Doch hinter dem heutigen Erfolg steht eine Familiengeschichte mit vielen Wendepunkten, harten Brüchen und radikalem Wandel. Gegründet wurde der Campingplatz einst von Michelles Vater und ihrem Onkel, die das Ruder komplett ohne Vorkenntnisse übernahmen und den Betrieb aus dem Nichts aufbauten. Michelle lenkt dieses Erbe heute mit dem klaren Blick einer modernen Unternehmerin, die Tradition und Luxus ohne großes Chichi zusammenbringt und dabei das Bewusstsein für die eigenen Wurzeln nie verliert.
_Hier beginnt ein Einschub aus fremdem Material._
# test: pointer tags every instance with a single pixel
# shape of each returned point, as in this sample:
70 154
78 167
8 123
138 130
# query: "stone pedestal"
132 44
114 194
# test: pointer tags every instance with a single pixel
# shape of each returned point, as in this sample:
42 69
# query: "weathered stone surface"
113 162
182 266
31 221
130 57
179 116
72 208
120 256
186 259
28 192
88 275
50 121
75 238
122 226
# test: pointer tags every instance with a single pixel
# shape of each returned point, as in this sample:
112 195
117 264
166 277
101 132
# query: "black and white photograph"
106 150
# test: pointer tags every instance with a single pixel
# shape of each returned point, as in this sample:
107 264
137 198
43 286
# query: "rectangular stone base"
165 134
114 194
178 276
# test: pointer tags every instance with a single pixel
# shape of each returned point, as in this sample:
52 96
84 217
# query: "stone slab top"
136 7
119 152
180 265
Disziplin als unsichtbares Fundament
Bevor Michelle Morik die alleinige Führung des Familienbetriebs übernahm, lebte sie in einer völlig anderen Welt. Als Profiskiläuferin im ÖSV Kader und Absolventin des Tiroler Skigymnasiums Stams war ihr Alltag von der unerbittlichen Disziplin des Leistungssports geprägt. Das frühe Aufstehen, das harte Training und der Fokus auf den Erfolg formten eine mentale Stärke, die ihr heute als Unternehmerin zugutekommt. Ihre sportliche Karriere endete jedoch nicht planmäßig, sondern mit harten Rückschlägen: zwei aufeinanderfolgenden Kreuzbandrissen. Nach dem zweiten Riss, mitten in der Weltcup Qualifikation, entschied sie sich bewusst und in tiefem Frieden für den Abschied vom Spitzensport. Zurück blieb kein Gefühl der Verbitterung, sondern eine fundamentale Dankbarkeit für die erlernte Disziplin, die Motivation und das tiefe Verständnis für Teamdynamiken.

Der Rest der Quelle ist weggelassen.